For starters, they have been steered for over 70 years by the World Bank not to produce their own food, but to produce tropical export crops that do not compete with U.S. agriculture. They will face a rising food deficit, on top of their oil and energy deficit.

Meanwhile, Global South countries also have a drain of debt-service or their dollarized foreign debt. The U.S. dollar is soaring, largely because the Fed is raising interest rates here. That already has led the euro to plunge, nearing parity with the dollar. The Japanese yen also has plunged, as have many Global South currencies.

Their currency depreciation means that much more of their income must be paid to service the stipulated interest and amortization payments on their foreign debt.

This forces them to make a choice – and that is indeed the intended policy of U.S. economic strategists. Either they have to cut back their food and energy imports, OR they pay their foreign bondholders and banks. What will they do – or more to the point, what will most client oligarchies do?

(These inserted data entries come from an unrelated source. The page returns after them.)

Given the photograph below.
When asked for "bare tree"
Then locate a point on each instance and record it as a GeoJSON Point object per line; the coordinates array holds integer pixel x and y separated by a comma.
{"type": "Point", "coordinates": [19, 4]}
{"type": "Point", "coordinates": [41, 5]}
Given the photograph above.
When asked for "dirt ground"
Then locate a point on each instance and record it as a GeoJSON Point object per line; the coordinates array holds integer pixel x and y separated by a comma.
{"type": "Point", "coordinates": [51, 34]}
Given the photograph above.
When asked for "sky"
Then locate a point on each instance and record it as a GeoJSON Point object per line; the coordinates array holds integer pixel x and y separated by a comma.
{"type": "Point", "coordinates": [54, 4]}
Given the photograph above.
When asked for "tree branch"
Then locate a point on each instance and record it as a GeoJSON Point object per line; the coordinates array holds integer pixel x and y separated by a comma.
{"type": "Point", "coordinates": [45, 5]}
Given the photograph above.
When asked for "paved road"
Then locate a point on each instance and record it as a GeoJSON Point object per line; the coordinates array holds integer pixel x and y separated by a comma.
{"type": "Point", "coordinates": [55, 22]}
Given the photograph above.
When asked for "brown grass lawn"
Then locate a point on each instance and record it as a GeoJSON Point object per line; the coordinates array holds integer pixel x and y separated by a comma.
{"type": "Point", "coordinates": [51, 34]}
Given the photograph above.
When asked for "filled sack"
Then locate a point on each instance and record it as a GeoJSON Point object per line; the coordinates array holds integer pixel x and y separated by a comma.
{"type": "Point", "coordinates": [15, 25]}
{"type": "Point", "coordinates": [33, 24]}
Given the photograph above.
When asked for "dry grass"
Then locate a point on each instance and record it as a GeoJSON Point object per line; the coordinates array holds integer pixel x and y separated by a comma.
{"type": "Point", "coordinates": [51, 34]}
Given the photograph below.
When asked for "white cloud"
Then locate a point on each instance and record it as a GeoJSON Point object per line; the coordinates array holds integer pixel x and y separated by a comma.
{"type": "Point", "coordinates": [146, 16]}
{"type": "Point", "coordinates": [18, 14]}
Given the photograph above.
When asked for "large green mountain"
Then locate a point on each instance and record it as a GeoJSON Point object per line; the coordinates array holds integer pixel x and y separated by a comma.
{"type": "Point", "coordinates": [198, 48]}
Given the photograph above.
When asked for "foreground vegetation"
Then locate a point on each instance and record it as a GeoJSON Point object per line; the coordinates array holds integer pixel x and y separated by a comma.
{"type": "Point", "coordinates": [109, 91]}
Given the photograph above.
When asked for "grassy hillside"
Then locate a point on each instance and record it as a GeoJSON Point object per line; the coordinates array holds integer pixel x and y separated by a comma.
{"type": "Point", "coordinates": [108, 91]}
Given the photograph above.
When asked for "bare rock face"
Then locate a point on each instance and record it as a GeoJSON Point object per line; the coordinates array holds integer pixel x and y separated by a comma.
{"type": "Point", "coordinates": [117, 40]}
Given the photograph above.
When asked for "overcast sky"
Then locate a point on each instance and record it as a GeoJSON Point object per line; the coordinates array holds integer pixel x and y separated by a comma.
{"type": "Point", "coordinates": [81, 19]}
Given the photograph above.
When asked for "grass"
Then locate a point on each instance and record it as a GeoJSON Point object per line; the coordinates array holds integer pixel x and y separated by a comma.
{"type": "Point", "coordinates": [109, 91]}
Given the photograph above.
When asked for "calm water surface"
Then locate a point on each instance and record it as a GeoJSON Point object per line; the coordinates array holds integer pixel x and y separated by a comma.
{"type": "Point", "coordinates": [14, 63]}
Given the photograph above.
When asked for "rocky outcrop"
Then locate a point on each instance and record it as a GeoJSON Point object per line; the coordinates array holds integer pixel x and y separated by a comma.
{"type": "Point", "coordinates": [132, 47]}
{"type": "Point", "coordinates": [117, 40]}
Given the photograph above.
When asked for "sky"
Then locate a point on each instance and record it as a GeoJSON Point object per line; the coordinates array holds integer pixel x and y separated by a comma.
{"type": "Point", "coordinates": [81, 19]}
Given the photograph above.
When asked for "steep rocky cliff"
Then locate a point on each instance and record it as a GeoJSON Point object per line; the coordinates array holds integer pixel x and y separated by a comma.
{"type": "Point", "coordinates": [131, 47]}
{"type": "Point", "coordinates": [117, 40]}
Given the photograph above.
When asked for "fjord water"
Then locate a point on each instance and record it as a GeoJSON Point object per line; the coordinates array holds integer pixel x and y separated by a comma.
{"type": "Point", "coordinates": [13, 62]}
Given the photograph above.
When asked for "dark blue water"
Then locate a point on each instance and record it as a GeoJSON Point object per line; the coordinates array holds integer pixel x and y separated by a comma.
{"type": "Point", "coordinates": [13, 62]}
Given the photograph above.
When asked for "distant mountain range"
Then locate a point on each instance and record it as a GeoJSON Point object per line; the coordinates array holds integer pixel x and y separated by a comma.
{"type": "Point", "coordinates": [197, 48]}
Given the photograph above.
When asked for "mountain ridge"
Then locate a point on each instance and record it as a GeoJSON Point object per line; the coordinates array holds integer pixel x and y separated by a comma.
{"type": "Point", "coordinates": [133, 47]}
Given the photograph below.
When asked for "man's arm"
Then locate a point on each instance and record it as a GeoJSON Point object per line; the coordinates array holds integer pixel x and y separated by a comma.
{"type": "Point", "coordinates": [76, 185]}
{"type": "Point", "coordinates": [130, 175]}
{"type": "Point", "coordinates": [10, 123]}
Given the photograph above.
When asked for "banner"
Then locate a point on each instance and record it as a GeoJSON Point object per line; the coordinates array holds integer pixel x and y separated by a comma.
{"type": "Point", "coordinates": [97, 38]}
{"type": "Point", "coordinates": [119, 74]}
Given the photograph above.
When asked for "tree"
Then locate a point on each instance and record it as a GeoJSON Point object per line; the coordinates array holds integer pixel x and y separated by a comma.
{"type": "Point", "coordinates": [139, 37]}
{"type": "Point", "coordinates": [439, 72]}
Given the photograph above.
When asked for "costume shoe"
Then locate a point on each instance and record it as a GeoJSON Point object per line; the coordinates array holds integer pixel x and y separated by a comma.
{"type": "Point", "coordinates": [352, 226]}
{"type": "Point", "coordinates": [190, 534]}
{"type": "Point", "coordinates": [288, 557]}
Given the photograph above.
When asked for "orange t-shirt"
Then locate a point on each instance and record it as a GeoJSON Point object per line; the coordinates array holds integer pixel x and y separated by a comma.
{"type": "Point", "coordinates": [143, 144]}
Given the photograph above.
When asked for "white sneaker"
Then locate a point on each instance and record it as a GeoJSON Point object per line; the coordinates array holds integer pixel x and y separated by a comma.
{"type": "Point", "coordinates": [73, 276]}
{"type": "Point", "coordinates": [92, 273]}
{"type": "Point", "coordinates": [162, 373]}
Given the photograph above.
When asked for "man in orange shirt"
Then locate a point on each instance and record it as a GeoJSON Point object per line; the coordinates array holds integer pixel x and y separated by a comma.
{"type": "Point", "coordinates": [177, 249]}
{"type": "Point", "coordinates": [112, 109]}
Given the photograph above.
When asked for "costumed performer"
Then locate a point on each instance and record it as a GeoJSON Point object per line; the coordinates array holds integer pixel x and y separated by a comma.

Janet Yellen, former Fed chairman and now Secretary of the Treasury has an answer. She has said that the upcoming IMF meetings may create new SDRs – paper gold, most of which is given to the United States – to enable countries not to default. But the policy price is high: they must submit to IMF austerity, becoming “more competitive” by cutting their wage levels and living standards. (That always is the neoliberal answer to any economic problem.) The SDRs will be conditional on countries selling off yet more of their natural resources and public infrastructure to U.S. and other foreign investors. Privatization will sharply increase prices for what formerly were public services and basic needs. This will of course increase inflation, squeezing disposable personal income all the more.

In sum, the so-called fight against inflation is a euphemism for the fight against labor – against labor unions, against land reformers, and against democratic politics.

The NATO attack on Russia is being shaped to have this inflationary effect at home. The beneficiaries are the monopolies, banks and distributors. The payers are labor and taxpayers.

Inflation also is blamed on government budget deficits. The “cure” is said to be cutting back public social spending. This theory assumes that inflation is a purely monetary phenomenon, not one of rent-extraction and financialization benefiting the One Percent.

The irony: More money REDUCES consumer prices. That is because most money is bank credit, and 80% of that is used to finance real estate purchases, bidding up its price. The result is that housing’s share of a typical family’s personal income has risen from 25% in the 1970s to over 40% today. That leaves less income available to spend on consumer goods and services – a deflationary effect.

What is inflated are asset prices, not commodity prices – except where monopolies control a rising share of the market.